Anonymous wrote:Anonymous wrote:Parent dying of a painful illness as a young child. Watching them die, growing up without them, not having support.
Same.
And I do not believe it has made me stronger. The trauma stunted me. Pretty much every part of my life is dysfunctional.
Anonymous wrote:I've had too many to count. Rape and death of a 9 day old child top the list. It's a long list, but none of it defines me or my life. That's been the key to my resilience.
Anonymous wrote:Being born with a permanent, physical disability that is progressive and never knowing if any day will be the day I end up back in the hospital or a wheelchair. I have over 20 reconstructive surgeries.
Being disabled can just be one trauma after the next. It is a life sentence.
Anonymous wrote:My first relationship was with a man who was pretty much Brian Laundrie’s twin —
very abusive and manipulative. When I saw him in that video, it was just scary how similarly he looked and behaved. Unfortunately, it affected my ability to trust men and I’m not sure I’ll ever be in a healthy relationship.
Anonymous wrote:My family moved across the country (pre internet/pre tech) when I was a pre teen and I lost contact with all of my friends.
Anonymous wrote:Parental neglect as a child that resulted in low self esteem/hate. As a result, unconsciously made very poor relationship choices.
Adult trauma when learning my DH had a sex addiction and secret life. He spent $30K on escorts and had 6 girlfriends simultaneously while married to me. He is sober and healthy now, and we’re still married, but I’m a shell of myself. Chronic low self esteem lead to depression. I’ve gained 50 lbs, feel ugly, and have high anxiety over the fear DH will relapse and our family blowing up.

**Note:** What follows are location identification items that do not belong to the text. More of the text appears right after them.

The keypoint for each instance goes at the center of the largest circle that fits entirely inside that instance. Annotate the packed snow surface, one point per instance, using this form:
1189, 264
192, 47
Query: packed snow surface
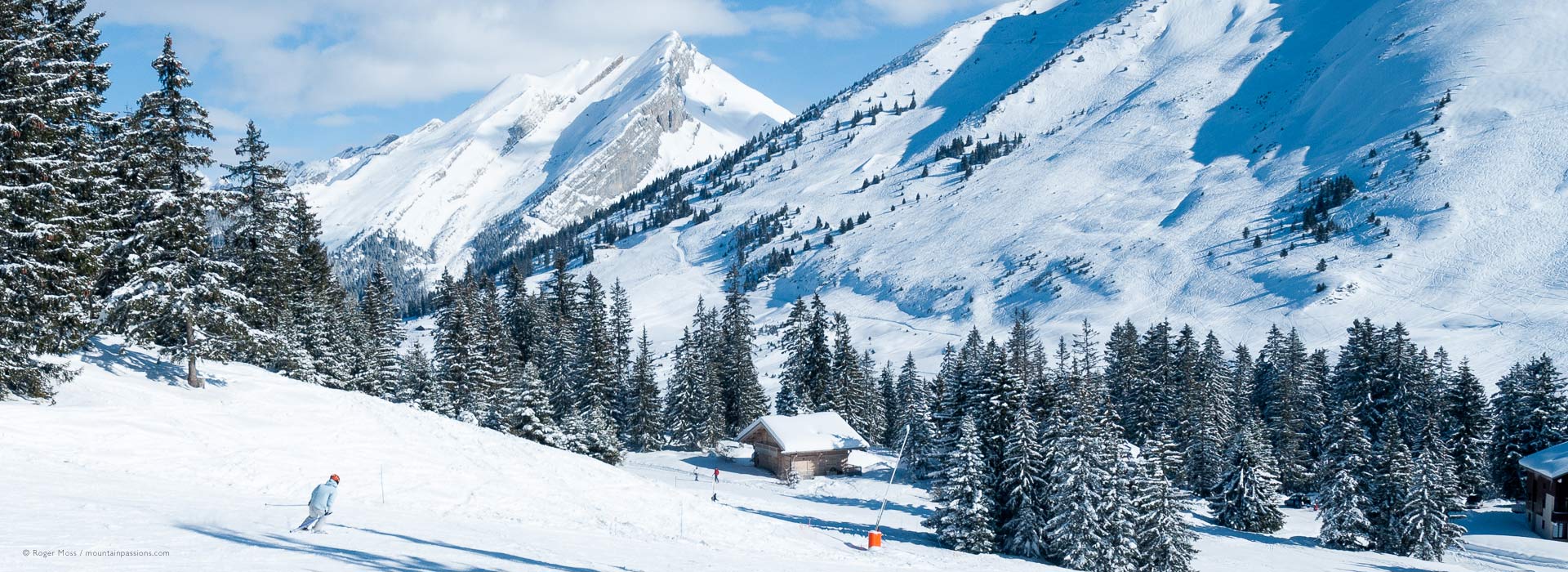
211, 480
1155, 132
535, 152
821, 431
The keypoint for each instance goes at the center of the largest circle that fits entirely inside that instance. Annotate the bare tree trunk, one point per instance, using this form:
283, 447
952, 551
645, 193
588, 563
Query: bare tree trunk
190, 358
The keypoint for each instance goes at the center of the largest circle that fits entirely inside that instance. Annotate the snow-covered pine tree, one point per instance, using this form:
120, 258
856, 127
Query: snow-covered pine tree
591, 435
794, 395
742, 394
1022, 488
1247, 495
1290, 404
1120, 547
1162, 454
598, 378
891, 406
1468, 431
916, 395
383, 333
968, 519
645, 428
555, 337
621, 328
1343, 495
518, 311
180, 297
1078, 486
1209, 418
1390, 485
1126, 378
1165, 543
1530, 414
686, 399
494, 356
255, 201
817, 377
452, 345
706, 339
56, 179
621, 341
1156, 400
869, 397
417, 382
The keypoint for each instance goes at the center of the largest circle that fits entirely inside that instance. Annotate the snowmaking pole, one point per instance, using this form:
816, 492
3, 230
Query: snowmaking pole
874, 539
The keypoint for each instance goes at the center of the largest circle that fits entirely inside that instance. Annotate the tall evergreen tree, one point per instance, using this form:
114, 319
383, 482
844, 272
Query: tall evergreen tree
645, 423
56, 182
1022, 485
383, 333
1211, 414
1343, 495
530, 416
1388, 489
255, 204
180, 297
968, 519
1165, 543
1468, 433
744, 399
417, 384
557, 355
1530, 416
1247, 497
598, 378
1424, 517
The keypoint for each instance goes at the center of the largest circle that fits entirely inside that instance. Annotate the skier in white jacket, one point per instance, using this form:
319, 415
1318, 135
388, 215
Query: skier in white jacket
320, 505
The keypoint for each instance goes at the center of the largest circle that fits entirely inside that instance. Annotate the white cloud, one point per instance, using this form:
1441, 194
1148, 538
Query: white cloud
322, 57
336, 119
225, 119
921, 11
286, 57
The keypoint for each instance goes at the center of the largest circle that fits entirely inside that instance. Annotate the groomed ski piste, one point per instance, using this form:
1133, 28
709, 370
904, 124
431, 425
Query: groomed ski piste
127, 459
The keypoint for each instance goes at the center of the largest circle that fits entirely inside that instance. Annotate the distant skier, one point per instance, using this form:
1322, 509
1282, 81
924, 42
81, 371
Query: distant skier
320, 505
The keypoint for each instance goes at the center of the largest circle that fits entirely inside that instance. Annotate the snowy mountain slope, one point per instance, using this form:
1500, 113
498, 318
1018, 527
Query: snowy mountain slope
129, 459
537, 151
1153, 132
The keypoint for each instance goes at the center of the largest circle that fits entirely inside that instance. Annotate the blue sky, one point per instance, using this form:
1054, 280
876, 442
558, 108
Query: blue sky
320, 76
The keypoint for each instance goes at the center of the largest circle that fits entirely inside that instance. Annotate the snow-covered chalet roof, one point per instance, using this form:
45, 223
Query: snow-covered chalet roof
1551, 461
823, 431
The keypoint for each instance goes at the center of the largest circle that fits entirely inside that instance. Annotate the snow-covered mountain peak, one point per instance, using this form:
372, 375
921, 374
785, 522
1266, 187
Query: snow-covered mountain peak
532, 154
1152, 159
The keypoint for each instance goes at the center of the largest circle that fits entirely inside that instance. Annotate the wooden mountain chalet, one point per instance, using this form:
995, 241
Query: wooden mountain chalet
1545, 491
811, 445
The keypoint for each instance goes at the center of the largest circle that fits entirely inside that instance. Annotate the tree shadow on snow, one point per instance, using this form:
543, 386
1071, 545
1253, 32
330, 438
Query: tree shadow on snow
1217, 530
117, 358
898, 534
869, 503
707, 463
369, 560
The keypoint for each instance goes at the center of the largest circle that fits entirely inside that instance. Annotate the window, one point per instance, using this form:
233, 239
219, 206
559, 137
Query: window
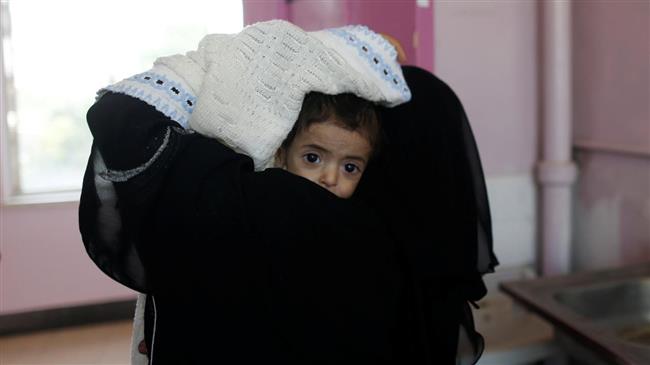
57, 54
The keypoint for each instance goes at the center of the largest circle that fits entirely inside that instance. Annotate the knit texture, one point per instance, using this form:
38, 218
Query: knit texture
246, 89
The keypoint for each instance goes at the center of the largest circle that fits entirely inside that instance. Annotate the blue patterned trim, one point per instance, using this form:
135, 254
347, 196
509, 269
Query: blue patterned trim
173, 89
375, 60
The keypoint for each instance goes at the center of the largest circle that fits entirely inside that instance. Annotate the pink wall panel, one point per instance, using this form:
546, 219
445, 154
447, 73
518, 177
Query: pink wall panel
315, 15
261, 10
612, 132
612, 77
487, 52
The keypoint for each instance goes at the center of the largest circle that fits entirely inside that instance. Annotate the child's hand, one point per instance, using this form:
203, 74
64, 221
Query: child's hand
401, 55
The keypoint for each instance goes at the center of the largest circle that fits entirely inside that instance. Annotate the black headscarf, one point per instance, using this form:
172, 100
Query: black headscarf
429, 188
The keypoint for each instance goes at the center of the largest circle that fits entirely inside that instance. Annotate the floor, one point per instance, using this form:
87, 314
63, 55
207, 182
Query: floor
103, 344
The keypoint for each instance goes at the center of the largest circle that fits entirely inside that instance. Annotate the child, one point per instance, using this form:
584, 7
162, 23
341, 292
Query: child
332, 141
275, 268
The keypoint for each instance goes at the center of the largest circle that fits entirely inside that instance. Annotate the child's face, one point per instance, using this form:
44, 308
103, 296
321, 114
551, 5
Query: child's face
329, 155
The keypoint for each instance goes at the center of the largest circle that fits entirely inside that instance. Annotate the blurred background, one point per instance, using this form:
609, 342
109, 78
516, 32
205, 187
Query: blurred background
557, 93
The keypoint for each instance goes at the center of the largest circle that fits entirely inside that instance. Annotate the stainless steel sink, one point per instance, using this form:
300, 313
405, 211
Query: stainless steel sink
623, 307
604, 315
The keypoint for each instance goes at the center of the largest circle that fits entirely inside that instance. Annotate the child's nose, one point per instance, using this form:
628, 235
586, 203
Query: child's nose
329, 176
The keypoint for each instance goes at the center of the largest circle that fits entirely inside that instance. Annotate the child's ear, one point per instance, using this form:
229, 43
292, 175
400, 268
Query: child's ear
281, 158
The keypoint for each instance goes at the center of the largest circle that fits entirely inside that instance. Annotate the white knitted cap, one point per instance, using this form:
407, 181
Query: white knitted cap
257, 79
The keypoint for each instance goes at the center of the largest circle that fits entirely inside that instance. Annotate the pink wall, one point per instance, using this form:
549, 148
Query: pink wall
44, 263
612, 132
487, 52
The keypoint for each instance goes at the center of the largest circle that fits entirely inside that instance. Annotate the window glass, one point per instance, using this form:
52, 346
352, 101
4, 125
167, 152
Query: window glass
57, 54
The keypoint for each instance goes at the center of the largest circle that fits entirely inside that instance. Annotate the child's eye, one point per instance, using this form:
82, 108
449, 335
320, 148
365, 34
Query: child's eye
311, 158
350, 168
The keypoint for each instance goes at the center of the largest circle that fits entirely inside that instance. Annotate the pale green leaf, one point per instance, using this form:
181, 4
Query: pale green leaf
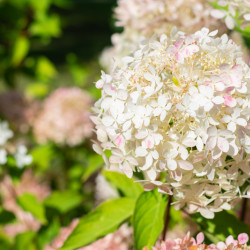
103, 220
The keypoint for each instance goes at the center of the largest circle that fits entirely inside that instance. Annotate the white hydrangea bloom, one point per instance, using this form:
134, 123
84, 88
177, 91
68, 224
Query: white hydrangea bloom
21, 156
143, 18
239, 9
180, 105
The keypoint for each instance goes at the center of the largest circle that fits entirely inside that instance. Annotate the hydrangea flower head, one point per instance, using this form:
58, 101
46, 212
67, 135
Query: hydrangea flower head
148, 17
180, 105
190, 243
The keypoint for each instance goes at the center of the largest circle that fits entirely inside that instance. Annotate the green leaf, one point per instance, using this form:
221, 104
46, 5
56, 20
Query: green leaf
24, 241
48, 233
45, 69
95, 163
103, 220
20, 50
128, 187
42, 155
64, 201
221, 226
29, 203
148, 220
6, 216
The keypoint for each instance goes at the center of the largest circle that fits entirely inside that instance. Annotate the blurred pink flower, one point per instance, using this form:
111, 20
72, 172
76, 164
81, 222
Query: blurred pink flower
64, 117
189, 243
17, 109
119, 240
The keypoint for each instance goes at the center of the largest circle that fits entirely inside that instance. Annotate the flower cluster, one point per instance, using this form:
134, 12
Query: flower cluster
18, 109
64, 118
232, 11
180, 105
120, 239
147, 17
9, 193
20, 155
190, 243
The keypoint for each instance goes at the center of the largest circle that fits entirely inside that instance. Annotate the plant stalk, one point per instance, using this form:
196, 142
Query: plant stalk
243, 210
167, 218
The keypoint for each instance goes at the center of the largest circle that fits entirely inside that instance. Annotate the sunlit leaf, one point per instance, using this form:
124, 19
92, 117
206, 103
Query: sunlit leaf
103, 220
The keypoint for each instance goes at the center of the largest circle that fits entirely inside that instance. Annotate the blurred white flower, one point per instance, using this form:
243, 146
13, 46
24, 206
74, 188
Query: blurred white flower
3, 156
21, 156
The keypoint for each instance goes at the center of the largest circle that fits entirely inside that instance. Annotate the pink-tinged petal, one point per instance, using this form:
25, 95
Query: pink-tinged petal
231, 126
99, 84
212, 131
216, 153
217, 14
151, 174
207, 213
221, 245
222, 144
211, 142
218, 100
148, 162
200, 238
119, 141
149, 143
229, 22
241, 122
229, 101
185, 165
243, 238
189, 142
114, 159
179, 57
97, 149
140, 152
229, 240
107, 121
149, 186
127, 169
141, 134
171, 164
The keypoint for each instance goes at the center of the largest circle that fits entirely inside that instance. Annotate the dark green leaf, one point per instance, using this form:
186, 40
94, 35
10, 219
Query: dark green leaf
103, 220
128, 187
95, 163
24, 241
148, 220
28, 202
63, 201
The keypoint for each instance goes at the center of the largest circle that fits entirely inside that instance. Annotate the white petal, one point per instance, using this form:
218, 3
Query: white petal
127, 169
222, 144
217, 14
241, 122
140, 152
206, 213
229, 22
231, 126
185, 165
171, 164
107, 121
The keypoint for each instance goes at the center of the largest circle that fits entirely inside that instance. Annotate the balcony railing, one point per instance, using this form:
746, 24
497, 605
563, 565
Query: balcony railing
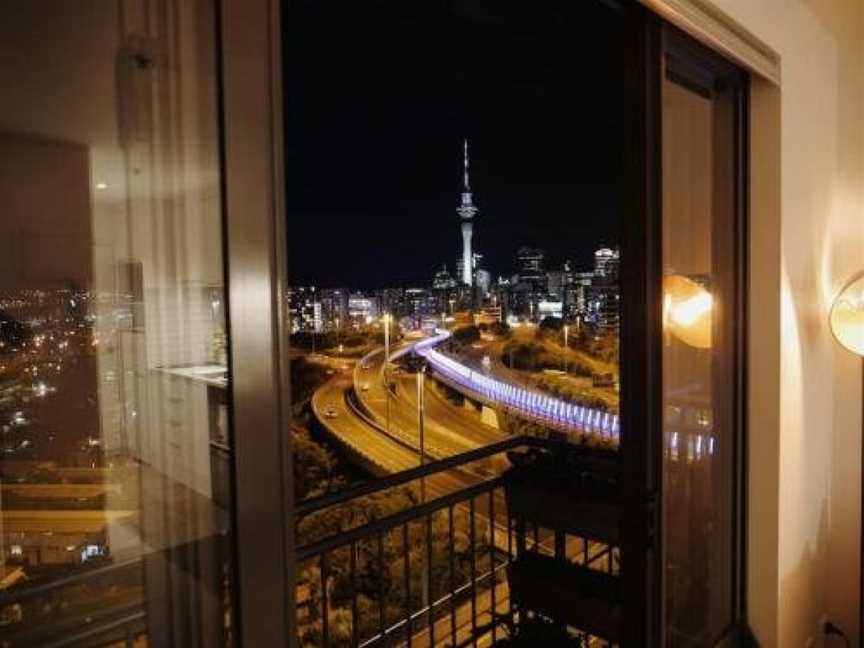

Anonymous wrote:When I (f) was 15 I was on the high school tennis team with my 16-year old neighbor who was my doubles partner. One night, she got into the back seat of a car with 3 other teens in there. They had all been drinking. They slammed in to a tree; the tree did not move. My neighbor went thru the windshield and was decapitated.
My neighbor's mom had a nervous breakdown and went to a "mental hospital." My mother pointed her finger at me and said "Don't you ever, ever do that to me." The neighbors soon after moved away, and I did not ever drink and drive or get into a car with anyone who had been drinking.
Anonymous wrote:Emotional neglect and bullying in childhood. Certainly not shocking or extreme like the other comments here but they’ve had lifelong repercussions.